Addio a Christo, l’artista della plastica. Il provocatorio maestro della land-art, famoso per le sue creazioni monumentali che ha concepito per mezzo secolo insieme alla consorte, Jeanne-Claude, mancata nel 2009. Una “firma” inconfondibile, la sua (ma bisognerebbe dire la loro), nella memoria collettiva grazie ai famosi impacchettamenti di edifici, beni culturali, interi ponti, persino isolotti come quelli che aveva circondato di polipropilene fucsia nella baia di Miami, all’inizio degli anni Ottanta. Negando la bellezza e anche la natura le celebrava, denunciando a modo suo la pervasività del materiale sintetico ma utilizzandolo, allo stesso tempo, secondo un’estetica quasi riabilitatoria, certamente capace di far riflettere.
In Italia si era discusso molto, quattro anni fa, dell’ultima opera che aveva realizzato nel nostro paese, vale a dire la serie di pontili galleggianti denominata “The Floating Piers” che permetteva letteralmente di passeggiare sulle acque del lago d’Iseo e che aveva richiamato, in due settimane, un milione e mezzo di visitatori. Quindici giorni, appunto, di fruizione per un’installazione estremamente complessa, anche sotto il profilo ambientale, costata 18 milioni di dollari interamente investiti, peraltro, dal suo creatore. Amato e odiato, Christo aveva certamente la capacità di attrarre i media e di pensare l’arte come un effimero elemento di aggregazione.
Si è spento nella serata di ieri, per cause naturali, a 84 anni nella sua casa a New York, come hanno annunciato i suoi collaboratori dalla pagina Facebook:
«Christo ha vissuto la sua vita pienamente, non solo immaginando ciò che sembrava impossibile, ma realizzandolo. Il lavoro di Christo e Jeanne-Claude ha riunito persone in esperienze condivise in tutto il mondo e il loro lavoro è perpetuato nei nostri cuori e ricordi».
Originario della Bulgaria, ma naturalizzato statunitense, Christo aveva incontrato sua moglie (nata peraltro lo stesso giorno, il 13 giugno 1935) a Parigi nel 1958 formando un sodalizio artisticamente dirompente.

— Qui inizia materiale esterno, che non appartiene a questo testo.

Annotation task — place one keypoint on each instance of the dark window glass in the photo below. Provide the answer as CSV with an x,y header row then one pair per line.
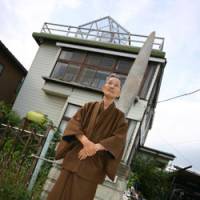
x,y
72,56
102,61
67,72
1,69
94,59
123,66
88,68
87,76
71,72
99,79
107,62
59,70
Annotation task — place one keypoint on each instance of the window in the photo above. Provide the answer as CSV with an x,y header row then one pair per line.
x,y
88,68
1,68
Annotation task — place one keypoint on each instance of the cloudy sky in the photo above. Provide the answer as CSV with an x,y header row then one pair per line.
x,y
176,127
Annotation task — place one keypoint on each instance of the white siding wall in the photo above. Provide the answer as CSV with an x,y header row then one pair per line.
x,y
31,96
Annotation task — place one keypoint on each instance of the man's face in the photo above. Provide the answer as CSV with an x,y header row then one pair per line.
x,y
112,87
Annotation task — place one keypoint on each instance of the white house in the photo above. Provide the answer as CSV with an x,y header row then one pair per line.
x,y
70,67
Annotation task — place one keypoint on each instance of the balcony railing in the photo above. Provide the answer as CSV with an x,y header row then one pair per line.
x,y
101,35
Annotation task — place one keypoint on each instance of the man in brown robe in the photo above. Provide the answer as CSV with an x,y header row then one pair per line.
x,y
94,141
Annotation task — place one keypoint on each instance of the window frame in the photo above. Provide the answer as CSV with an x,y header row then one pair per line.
x,y
83,65
2,69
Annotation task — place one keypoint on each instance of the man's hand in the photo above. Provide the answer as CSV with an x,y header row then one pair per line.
x,y
89,149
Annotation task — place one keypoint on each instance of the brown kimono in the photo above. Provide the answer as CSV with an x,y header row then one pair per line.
x,y
107,127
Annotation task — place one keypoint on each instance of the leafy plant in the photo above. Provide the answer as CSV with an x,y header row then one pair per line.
x,y
153,182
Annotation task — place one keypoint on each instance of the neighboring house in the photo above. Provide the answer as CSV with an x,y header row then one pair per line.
x,y
162,158
12,74
71,65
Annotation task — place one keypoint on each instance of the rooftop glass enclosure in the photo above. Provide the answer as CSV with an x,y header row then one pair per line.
x,y
105,30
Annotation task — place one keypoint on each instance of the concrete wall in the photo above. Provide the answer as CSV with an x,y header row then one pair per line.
x,y
31,95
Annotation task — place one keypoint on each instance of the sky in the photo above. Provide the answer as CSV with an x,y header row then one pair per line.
x,y
176,125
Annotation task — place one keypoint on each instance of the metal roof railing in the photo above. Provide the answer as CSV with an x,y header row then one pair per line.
x,y
101,35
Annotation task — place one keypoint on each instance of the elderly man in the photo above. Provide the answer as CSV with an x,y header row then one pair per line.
x,y
94,141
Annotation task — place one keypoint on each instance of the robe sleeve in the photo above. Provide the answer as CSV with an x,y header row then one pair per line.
x,y
74,126
115,143
115,146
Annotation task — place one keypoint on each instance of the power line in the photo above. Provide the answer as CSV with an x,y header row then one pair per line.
x,y
194,165
189,93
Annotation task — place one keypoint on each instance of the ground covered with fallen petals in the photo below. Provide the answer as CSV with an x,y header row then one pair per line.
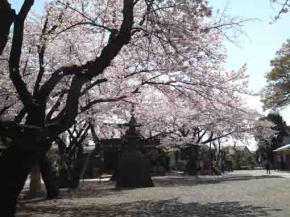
x,y
242,193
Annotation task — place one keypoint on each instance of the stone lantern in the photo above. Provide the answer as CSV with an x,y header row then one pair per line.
x,y
133,169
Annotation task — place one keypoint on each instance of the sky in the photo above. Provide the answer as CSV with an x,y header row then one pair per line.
x,y
259,43
257,46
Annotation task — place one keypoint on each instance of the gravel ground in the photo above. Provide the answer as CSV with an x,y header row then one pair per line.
x,y
241,193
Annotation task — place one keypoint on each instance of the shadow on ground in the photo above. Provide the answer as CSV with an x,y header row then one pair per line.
x,y
164,208
187,181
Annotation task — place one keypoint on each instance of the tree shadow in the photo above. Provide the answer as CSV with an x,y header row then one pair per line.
x,y
163,208
191,181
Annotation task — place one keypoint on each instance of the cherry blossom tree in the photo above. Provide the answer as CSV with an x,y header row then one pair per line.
x,y
74,47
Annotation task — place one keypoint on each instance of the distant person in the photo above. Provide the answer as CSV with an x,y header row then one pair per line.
x,y
268,167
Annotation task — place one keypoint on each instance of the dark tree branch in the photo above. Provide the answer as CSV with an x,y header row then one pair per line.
x,y
15,55
7,16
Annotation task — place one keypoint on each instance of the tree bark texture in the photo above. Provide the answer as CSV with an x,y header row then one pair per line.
x,y
15,165
7,16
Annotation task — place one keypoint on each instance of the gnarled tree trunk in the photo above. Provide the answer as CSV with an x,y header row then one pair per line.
x,y
15,164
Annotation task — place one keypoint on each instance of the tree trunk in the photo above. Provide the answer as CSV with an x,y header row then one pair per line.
x,y
15,164
50,177
7,17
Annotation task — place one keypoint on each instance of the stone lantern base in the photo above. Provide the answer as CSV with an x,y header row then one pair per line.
x,y
133,171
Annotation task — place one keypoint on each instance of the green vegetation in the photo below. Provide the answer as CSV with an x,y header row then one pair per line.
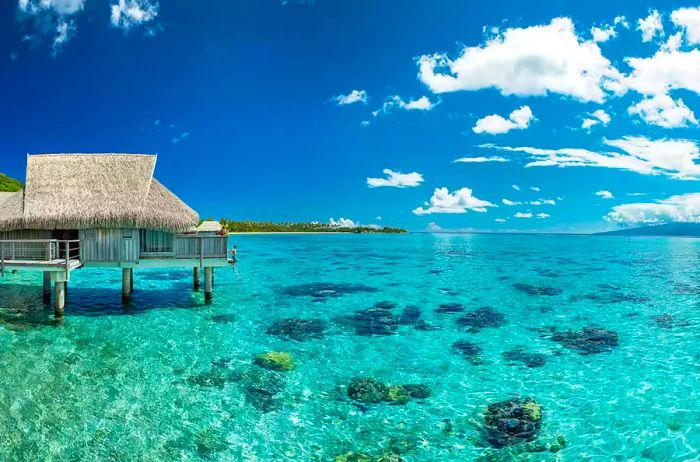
x,y
8,184
232,226
275,361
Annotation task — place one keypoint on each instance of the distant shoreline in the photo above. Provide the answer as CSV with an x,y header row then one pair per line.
x,y
235,233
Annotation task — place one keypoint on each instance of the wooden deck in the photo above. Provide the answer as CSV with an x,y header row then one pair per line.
x,y
46,265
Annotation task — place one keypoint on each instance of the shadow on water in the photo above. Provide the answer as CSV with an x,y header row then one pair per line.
x,y
23,307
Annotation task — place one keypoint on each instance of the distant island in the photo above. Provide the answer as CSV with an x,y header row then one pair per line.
x,y
667,229
8,184
247,226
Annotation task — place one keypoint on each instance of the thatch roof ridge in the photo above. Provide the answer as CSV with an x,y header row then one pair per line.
x,y
78,191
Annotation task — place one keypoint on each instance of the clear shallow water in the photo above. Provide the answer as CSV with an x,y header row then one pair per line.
x,y
164,380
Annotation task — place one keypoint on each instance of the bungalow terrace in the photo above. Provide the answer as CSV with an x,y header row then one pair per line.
x,y
101,210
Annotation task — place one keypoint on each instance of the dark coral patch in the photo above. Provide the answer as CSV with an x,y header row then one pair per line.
x,y
410,315
225,318
448,308
512,422
370,391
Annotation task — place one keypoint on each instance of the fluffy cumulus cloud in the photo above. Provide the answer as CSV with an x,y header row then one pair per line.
x,y
535,60
608,31
396,180
53,20
396,102
480,159
355,96
681,208
688,19
673,158
126,14
663,111
596,117
665,71
494,124
650,26
342,223
459,201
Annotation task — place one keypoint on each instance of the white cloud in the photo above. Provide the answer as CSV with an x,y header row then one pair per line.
x,y
608,31
664,111
355,96
535,60
681,208
52,19
343,223
673,43
598,116
468,160
665,71
688,19
459,201
494,124
650,26
674,158
396,180
421,104
126,14
543,202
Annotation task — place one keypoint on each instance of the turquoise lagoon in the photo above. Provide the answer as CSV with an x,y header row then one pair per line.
x,y
172,378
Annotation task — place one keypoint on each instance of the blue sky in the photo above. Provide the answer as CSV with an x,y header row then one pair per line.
x,y
272,110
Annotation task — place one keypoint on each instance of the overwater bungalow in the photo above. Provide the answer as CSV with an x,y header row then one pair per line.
x,y
101,210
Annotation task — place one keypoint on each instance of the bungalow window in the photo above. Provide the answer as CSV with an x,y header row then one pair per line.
x,y
156,241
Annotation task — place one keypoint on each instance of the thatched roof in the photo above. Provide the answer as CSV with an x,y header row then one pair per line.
x,y
79,191
209,226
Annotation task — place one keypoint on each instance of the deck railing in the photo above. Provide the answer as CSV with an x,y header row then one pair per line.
x,y
200,246
46,251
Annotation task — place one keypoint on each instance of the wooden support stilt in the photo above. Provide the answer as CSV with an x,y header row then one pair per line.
x,y
47,287
208,273
127,274
59,298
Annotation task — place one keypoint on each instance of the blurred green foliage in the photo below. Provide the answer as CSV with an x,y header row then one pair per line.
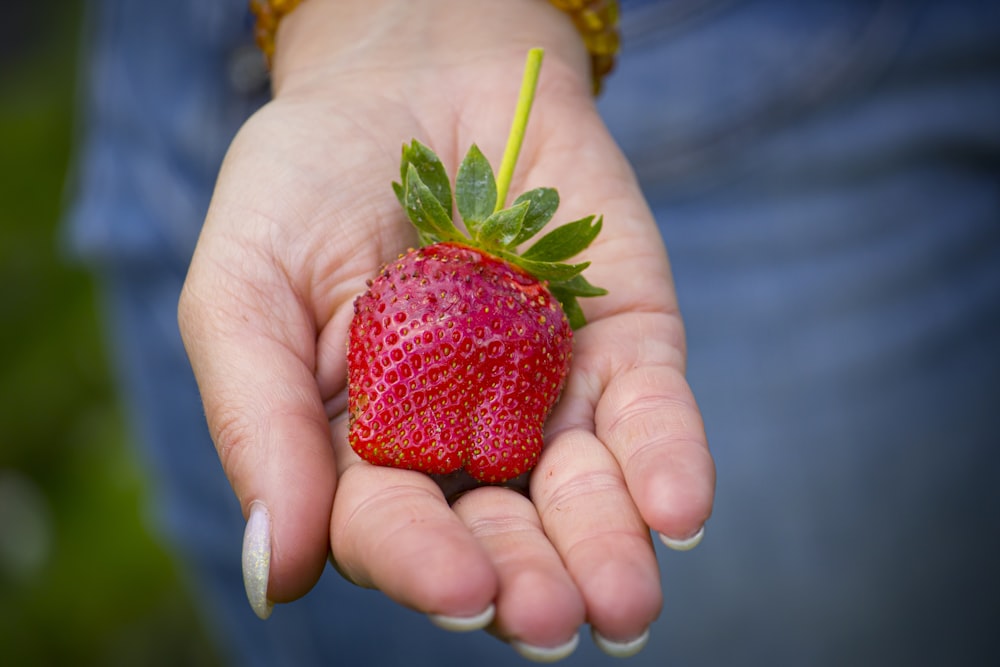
x,y
82,579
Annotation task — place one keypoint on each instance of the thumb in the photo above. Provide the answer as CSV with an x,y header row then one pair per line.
x,y
252,351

La loro attività comune risale ai primi anni Sessanta, prima impacchettando oggetti e modelli umani, poi trasferendo la propria vena creativa nello spazio pubblico, per esempio quando alzano una parete di barili d’olio combustibile, nel 1962, nella centralissima rue Visconti di Parigi per protestare contro il muro di Berlino.
Sono note le peripezie burocratiche che la coppia doveva affrontare per realizzare i proprio progetti: 26 anni di trattativa con l’amministrazione di New York per realizzare “The Gates”, vale a dire un lungo percorso color zafferano in Central park con 7503 porte in vinile alte quasi cinque metri. Il percorso autorizzativo per impacchettare il Reichstag, la loro opera certamente più famosa, visitata da cinque milioni di persone, invece era iniziato nel 1971 e l’inaugurazione era arrivata nel 1995, dunque dopo il fatidico ’89 che aveva visto la riunificazione delle due Germanie. Un momento particolarmente significativo per lui, che aveva lasciato il suo paese da dissidente.
Eppure c’è ancora una sua opera che manca all’appello e che potremo vedere, il prossimo anno, di nuovo a Parigi, quasi nel segno di una resurrezione artistica: il packaging dell’Arco di Trionfo, al quale stava ancora lavorando, la cui inaugurazione era prevista per questo settembre ma che la Covid aveva obbligato a rinviare. Il progetto, fanno sapere dal suo staff, è ancora in pista e il taglio del nastro è confermato per il 18 settembre 2021.